Tidy statistics collection

This removes some statistics counters and timers which were not used,
adds new counters and timers for some language features that were not
monitored previously and separates the counters and timers into those
which are of interest for investigating user code and those which are
only of interest to the developer of the runtime itself.
The runtime developer statistics are now ony collected if the
additional #define KMP_DEVELOPER_STATS is set.
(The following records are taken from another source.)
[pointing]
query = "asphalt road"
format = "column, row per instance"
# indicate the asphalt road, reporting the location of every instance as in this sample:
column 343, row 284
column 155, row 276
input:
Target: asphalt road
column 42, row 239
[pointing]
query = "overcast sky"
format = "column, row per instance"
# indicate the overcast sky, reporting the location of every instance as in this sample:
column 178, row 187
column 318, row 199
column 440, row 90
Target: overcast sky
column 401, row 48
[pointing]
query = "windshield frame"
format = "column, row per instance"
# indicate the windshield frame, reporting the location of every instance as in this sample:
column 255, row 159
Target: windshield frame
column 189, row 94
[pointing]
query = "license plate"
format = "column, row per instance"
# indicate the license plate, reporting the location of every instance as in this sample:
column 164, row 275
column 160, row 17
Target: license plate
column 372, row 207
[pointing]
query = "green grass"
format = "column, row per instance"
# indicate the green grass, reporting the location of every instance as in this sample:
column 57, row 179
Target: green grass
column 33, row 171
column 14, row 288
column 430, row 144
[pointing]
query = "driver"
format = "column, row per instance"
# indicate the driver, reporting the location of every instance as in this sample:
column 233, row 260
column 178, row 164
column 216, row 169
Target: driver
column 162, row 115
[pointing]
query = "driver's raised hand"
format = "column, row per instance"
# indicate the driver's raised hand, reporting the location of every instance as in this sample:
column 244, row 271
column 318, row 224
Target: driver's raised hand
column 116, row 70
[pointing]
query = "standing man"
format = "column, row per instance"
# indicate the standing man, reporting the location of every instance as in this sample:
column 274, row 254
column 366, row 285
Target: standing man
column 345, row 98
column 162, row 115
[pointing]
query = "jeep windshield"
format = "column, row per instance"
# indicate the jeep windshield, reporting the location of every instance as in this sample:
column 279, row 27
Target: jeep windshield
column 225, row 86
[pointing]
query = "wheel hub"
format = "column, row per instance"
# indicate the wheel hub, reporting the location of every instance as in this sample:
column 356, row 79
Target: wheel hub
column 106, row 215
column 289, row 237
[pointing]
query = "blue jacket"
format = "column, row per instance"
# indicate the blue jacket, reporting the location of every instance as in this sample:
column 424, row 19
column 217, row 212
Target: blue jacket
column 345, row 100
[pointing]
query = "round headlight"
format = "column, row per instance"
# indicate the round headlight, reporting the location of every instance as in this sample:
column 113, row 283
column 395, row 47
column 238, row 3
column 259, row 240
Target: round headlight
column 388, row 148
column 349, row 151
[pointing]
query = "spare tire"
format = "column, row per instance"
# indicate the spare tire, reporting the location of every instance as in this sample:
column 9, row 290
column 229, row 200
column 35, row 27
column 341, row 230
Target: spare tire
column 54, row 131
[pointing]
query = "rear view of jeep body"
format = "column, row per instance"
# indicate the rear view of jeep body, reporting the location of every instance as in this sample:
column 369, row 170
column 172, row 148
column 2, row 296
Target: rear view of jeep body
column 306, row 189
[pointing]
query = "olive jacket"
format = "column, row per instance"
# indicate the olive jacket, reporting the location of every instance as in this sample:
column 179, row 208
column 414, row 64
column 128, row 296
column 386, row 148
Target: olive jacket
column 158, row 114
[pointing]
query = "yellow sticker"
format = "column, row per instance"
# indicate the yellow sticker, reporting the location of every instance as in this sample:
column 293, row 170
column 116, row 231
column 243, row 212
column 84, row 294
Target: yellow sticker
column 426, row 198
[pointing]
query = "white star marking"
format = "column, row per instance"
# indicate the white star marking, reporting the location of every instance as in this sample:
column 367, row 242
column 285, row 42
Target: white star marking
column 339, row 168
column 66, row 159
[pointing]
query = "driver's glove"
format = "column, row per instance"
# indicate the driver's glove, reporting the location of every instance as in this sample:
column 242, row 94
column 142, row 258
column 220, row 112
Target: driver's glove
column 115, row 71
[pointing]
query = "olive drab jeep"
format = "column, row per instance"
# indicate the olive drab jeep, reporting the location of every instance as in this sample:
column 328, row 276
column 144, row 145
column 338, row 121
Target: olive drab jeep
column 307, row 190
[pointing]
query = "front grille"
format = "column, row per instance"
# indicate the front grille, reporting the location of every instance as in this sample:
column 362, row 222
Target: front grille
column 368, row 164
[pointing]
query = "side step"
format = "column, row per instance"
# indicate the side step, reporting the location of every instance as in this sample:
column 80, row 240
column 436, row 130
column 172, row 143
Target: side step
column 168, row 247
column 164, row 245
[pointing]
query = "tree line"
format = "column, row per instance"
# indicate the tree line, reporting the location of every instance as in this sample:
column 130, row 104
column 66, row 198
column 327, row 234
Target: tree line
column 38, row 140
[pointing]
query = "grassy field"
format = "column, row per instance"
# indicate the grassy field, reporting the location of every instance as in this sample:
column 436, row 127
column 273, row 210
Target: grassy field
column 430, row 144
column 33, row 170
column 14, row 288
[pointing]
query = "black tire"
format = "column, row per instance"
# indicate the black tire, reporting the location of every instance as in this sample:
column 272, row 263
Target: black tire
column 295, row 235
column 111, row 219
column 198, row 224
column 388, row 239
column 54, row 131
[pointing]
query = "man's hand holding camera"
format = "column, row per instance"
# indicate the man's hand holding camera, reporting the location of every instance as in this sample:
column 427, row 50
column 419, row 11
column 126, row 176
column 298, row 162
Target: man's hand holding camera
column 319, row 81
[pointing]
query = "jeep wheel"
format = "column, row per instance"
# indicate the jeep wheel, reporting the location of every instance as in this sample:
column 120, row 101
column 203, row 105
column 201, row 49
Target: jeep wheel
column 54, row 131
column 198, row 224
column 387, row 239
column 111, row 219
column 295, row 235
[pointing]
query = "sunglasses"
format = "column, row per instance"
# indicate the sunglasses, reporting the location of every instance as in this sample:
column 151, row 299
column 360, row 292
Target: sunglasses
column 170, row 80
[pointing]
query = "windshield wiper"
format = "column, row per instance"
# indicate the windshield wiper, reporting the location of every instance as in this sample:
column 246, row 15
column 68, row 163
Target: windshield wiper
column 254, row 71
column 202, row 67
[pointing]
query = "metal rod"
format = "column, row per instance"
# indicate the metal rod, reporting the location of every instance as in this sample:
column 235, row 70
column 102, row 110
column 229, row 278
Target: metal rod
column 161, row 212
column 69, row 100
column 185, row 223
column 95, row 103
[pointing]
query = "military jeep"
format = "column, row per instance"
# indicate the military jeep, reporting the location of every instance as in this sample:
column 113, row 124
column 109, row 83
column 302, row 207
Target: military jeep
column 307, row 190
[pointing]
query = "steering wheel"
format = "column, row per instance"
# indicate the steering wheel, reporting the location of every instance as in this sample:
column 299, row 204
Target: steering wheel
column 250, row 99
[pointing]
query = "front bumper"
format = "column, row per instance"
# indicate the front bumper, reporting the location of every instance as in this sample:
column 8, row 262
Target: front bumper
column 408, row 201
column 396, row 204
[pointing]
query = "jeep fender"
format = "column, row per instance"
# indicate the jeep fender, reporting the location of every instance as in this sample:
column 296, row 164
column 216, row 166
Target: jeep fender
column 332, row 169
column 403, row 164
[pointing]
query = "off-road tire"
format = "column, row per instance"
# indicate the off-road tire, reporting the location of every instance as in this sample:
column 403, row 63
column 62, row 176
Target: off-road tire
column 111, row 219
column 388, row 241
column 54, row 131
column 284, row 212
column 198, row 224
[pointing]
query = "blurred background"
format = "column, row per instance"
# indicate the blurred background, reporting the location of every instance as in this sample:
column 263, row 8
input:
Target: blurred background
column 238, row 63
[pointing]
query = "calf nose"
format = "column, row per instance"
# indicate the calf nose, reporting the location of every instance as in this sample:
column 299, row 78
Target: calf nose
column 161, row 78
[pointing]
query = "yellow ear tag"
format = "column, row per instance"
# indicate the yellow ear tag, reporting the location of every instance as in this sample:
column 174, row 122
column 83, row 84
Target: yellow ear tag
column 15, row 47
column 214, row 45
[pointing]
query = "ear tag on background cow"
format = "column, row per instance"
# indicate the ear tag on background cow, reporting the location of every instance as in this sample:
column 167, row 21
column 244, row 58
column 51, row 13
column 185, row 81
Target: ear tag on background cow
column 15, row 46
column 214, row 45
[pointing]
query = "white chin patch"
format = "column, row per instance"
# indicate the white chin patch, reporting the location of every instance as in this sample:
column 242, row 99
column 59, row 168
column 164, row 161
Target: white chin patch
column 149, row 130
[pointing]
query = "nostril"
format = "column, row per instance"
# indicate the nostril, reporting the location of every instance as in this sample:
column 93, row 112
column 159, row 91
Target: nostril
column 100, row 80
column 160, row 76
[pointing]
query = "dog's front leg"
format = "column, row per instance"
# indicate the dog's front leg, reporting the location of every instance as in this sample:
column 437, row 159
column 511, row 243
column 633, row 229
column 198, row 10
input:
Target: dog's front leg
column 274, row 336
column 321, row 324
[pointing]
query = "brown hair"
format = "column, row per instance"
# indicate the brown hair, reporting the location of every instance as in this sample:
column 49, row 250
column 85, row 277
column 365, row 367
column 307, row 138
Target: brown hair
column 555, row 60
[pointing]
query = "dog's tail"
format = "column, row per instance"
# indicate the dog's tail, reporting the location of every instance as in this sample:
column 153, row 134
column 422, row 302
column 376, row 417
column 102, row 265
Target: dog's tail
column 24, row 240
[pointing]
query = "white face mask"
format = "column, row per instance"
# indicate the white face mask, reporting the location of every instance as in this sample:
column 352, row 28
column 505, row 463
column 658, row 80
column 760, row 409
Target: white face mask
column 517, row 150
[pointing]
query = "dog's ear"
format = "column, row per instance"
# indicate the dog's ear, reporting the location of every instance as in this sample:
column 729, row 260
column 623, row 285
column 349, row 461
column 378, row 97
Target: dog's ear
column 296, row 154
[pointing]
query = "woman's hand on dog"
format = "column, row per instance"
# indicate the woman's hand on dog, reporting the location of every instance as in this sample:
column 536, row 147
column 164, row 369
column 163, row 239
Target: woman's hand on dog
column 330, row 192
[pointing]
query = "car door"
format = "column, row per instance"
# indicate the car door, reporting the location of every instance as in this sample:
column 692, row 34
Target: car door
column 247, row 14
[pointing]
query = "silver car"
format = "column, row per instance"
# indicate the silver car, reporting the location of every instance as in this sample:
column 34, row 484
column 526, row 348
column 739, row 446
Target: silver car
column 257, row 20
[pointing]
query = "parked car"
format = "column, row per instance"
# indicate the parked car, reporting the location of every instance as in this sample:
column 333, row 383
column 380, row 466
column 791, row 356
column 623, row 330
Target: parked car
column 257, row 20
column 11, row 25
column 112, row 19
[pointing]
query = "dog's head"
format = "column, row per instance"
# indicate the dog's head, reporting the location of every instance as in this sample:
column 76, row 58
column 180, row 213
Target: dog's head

Additional user statistics which are now collected include:
* Count of nested parallelism (omp parallel inside a parallel region)
* Count of omp distribute occurrences
* Count of omp teams occurrences
* Counts of task related statistics (taskyield, task execution, task
  cancellation, task steal)
* Values passed to omp_set_numtheads
* Time spent in omp single and omp master

None of this affects code compiled without stats gathering enabled,
which is the normal library build mode.

This also fixes the CMake build by linking to the standard c++ library
when building the stats library as it is a requirement.  The normal library
does not have this requirement and its link phase is left alone.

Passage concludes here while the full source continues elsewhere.